Na edição de Antígona, publicada pela Ateliê Editorial e Editora Mnema, a professora e pesquisadora Beatriz de Paoli escreveu sobre Creonte e Tirésias. Antígona integra a série Tragédias Completas de Sófocles em edição bilíngue com tradução de Jaa Torrano na Coleção Clássicos Comentados pela Ateliê Editorial associada à Editora Mnema.
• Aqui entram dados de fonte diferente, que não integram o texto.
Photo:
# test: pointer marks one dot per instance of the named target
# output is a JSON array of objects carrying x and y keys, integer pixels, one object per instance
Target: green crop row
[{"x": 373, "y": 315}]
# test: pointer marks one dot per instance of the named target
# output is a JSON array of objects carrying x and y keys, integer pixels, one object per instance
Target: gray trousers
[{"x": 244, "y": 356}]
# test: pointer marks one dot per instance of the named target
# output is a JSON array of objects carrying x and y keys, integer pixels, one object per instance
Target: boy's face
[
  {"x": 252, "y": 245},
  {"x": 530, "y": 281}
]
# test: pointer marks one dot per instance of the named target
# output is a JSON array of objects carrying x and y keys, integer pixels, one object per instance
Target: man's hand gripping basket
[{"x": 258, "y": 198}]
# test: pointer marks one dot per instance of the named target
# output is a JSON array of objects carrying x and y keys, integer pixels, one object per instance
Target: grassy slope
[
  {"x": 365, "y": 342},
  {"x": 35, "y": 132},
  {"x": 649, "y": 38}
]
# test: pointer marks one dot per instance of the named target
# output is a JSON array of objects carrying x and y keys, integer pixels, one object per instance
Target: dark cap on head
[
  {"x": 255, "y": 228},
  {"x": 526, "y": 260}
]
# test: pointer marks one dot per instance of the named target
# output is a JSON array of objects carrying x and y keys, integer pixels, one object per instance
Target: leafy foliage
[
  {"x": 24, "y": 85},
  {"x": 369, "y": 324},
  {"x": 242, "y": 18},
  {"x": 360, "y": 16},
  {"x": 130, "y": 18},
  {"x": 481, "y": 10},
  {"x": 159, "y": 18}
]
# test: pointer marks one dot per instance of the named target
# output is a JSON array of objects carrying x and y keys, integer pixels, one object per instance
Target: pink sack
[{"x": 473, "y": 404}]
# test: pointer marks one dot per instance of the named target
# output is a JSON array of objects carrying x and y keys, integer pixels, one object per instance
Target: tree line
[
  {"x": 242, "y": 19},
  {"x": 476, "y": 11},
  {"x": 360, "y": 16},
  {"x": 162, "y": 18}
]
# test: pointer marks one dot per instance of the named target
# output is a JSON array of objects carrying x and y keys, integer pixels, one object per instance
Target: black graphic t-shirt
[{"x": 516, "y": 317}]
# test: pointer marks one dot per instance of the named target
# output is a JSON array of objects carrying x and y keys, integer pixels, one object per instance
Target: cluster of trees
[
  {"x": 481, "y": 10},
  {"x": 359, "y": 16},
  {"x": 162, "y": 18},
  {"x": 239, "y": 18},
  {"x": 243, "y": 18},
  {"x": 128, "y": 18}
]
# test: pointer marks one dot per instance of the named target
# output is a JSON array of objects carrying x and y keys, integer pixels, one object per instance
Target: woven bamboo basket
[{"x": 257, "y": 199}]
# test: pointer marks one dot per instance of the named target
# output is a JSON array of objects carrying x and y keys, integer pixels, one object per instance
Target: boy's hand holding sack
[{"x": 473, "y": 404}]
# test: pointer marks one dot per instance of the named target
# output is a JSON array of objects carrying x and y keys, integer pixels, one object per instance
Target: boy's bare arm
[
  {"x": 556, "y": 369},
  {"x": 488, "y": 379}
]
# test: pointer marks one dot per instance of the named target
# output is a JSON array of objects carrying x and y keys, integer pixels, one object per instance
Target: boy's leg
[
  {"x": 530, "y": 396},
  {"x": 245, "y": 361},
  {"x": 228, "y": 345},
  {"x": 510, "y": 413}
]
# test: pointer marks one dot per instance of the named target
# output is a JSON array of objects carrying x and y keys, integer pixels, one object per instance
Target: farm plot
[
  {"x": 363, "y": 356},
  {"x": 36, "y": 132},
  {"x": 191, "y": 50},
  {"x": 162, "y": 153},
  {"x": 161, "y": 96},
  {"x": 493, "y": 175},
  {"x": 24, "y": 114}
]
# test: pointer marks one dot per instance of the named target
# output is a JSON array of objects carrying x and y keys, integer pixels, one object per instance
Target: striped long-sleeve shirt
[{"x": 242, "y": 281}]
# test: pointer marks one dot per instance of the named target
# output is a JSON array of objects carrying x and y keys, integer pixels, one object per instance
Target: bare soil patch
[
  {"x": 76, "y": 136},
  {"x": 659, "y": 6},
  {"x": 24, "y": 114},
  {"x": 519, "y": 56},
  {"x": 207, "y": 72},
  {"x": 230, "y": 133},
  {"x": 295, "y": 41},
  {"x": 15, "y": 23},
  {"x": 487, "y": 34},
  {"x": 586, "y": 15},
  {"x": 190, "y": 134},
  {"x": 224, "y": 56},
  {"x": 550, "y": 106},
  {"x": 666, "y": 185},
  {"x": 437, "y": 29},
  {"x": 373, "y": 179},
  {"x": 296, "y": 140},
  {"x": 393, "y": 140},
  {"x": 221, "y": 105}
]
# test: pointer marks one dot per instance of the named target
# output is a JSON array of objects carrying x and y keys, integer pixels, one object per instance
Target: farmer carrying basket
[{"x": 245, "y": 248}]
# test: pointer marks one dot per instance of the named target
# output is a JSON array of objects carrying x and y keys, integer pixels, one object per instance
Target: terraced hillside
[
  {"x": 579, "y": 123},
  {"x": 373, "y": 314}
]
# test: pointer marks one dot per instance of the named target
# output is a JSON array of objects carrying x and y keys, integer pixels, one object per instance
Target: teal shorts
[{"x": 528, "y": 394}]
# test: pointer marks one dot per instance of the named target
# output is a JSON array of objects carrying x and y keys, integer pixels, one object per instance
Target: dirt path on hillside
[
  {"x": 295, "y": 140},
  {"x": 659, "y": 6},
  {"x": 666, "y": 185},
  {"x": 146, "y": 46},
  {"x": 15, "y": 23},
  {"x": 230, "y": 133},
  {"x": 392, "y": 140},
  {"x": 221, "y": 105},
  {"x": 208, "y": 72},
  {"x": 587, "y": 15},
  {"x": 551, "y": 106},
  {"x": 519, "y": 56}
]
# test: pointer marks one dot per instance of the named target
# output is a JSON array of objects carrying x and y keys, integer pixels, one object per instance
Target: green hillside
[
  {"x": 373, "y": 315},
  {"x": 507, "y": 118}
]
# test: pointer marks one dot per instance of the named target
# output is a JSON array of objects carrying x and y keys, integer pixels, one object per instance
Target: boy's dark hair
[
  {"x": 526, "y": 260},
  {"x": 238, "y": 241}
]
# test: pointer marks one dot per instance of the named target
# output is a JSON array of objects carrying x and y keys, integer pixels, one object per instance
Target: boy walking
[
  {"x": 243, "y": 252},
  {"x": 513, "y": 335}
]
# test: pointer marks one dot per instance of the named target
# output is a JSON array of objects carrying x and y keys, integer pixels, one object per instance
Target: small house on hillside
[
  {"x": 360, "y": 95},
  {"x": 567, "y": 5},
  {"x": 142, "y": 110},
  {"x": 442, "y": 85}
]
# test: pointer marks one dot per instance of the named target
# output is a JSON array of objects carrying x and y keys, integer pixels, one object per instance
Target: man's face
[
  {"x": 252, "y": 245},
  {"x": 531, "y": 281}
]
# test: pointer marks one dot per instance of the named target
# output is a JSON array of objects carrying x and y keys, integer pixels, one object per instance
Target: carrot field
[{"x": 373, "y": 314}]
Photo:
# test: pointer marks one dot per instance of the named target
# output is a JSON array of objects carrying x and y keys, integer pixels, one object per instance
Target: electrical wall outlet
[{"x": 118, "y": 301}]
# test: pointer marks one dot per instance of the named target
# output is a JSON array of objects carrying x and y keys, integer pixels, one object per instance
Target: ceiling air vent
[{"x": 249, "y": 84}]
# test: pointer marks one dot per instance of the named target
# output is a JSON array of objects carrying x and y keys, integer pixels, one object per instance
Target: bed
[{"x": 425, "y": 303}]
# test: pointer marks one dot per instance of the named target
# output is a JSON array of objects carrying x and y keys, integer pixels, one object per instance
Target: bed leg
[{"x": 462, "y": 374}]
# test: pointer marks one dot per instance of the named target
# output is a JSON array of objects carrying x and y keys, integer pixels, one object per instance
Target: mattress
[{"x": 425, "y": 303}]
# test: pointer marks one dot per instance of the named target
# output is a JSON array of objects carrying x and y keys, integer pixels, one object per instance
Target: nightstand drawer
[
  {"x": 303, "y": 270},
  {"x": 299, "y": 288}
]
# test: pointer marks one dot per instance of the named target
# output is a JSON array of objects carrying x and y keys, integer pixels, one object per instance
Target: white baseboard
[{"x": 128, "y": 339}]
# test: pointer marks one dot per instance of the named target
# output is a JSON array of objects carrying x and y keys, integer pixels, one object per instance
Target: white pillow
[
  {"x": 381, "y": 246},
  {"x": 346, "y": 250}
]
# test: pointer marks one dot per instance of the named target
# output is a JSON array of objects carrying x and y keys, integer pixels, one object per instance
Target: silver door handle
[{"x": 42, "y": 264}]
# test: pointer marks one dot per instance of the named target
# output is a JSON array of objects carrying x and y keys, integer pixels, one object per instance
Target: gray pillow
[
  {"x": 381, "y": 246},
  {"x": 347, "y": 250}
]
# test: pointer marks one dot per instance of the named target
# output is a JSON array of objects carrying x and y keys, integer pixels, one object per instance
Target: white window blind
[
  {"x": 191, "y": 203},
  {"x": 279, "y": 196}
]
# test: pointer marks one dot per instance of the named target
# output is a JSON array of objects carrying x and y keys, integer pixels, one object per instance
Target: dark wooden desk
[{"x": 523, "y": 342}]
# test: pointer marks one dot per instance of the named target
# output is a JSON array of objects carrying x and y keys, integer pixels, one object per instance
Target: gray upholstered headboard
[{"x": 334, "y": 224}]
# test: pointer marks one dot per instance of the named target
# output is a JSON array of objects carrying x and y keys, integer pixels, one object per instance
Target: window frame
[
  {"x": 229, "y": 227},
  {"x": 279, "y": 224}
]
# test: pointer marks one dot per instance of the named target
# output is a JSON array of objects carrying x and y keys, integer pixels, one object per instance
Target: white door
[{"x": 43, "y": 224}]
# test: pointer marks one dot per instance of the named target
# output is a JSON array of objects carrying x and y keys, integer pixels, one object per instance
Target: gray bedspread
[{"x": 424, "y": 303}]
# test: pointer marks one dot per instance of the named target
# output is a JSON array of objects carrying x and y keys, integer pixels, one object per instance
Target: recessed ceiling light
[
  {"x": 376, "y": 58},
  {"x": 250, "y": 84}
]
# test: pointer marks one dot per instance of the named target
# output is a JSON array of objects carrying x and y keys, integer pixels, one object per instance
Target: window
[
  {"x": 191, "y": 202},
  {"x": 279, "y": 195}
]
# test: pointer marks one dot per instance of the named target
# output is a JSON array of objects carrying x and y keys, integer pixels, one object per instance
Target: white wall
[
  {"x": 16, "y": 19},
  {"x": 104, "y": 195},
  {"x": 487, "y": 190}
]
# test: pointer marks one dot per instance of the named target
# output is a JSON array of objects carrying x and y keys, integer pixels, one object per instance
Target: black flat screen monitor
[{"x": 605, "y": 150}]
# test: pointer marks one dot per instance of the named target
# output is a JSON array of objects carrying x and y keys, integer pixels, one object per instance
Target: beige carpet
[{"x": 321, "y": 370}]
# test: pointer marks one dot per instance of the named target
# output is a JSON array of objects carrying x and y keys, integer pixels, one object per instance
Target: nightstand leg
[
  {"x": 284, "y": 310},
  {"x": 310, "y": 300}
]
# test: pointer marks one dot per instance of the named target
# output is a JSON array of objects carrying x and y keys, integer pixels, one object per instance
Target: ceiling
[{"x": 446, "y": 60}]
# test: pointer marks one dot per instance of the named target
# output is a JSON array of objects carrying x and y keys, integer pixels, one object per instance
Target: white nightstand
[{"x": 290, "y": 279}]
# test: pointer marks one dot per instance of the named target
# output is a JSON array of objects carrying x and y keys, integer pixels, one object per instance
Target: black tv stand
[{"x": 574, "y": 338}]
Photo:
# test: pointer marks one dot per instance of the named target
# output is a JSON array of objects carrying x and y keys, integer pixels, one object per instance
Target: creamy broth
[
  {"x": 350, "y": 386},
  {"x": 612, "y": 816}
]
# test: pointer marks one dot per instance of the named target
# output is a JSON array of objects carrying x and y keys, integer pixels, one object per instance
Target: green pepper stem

Acompanham texto grego e tradução, os ensaios de Jaa Torrano e de Beatriz de Paoli bem como um glossário mitológico, aparatos úteis à melhor compreensão da poesia trágica de Sófocles. Além de Antígona, já foram publicadas as obras As TraquíniasÉdipo Rei Ájax (confira aqui). Leia abaixo trechos do texto:

Para Beatriz de Paoli: “A cena entre Creonte e Tirésias pode ser dividida em duas partes. Na primeira, Tirésias chega sem ser convocado pelo rei – o que sinaliza a urgência da situação – e não vaticina, mas fala a respeito do tempo presente. Esse tempo presente de que fala o adivinho – esse ‘agora’ (nyn, Ant. 996) em que Creonte anda no gume da sorte – se coloca entre um ‘antes’ (páros, Ant. 993) – quando o rei não se afastava dos conselhos de Tirésias – e um futuro que permanece velado nessa primeira parte da cena e só será revelado na segunda parte”.

Ela acrescentou: “O embate entre Tirésias e Creonte marca o início da segunda parte da cena e serve não apenas para ressaltar a áte sob cujo domínio o rei se encontra, mas também para precipitar os vaticínios do adivinho. É somente aqui que entra a instância do futuro. Tirésias o revela não por intermédio de sinais divinatórios, mas de seu íntimo (dià phrenôn, Ant. 1060) e o faz não de bom grado, mas em razão do agravo sofrido (lupeîs gár, Ant. 1084). O que ele vaticina de seu íntimo é dito tà akíneta (Ant. 1060): inamovível, inviolável, inalterável, ou seja, aquilo que, uma vez dito, não se pode retirar. Sendo assim, suas palavras são ao mesmo tempo um vaticínio e uma maldição”.

Sófocles (Atenas, 496 a.C. – Atenas, 406 a.C.) é considerado um dos grandes representantes do teatro grego antigo e presenciou o período de maior desenvolvimento cultural de Atenas. Viveu sempre nesta cidade-estado e lá morreu, nonagenário, por volta de 406/405 a.C. É o segundo dos três poetas trágicos canônicos, pois suas obras são posteriores às de Ésquilo e anteriores às de Eurípedes. Foi ainda em vida o mais bem-sucedido autor de tragédias do século V a.C. e os testemunhos antigos atribuem ao autor cerca de 120 tragédias e dramas satíricos, dos quais somente sete tragédias chegaram até nós na íntegra.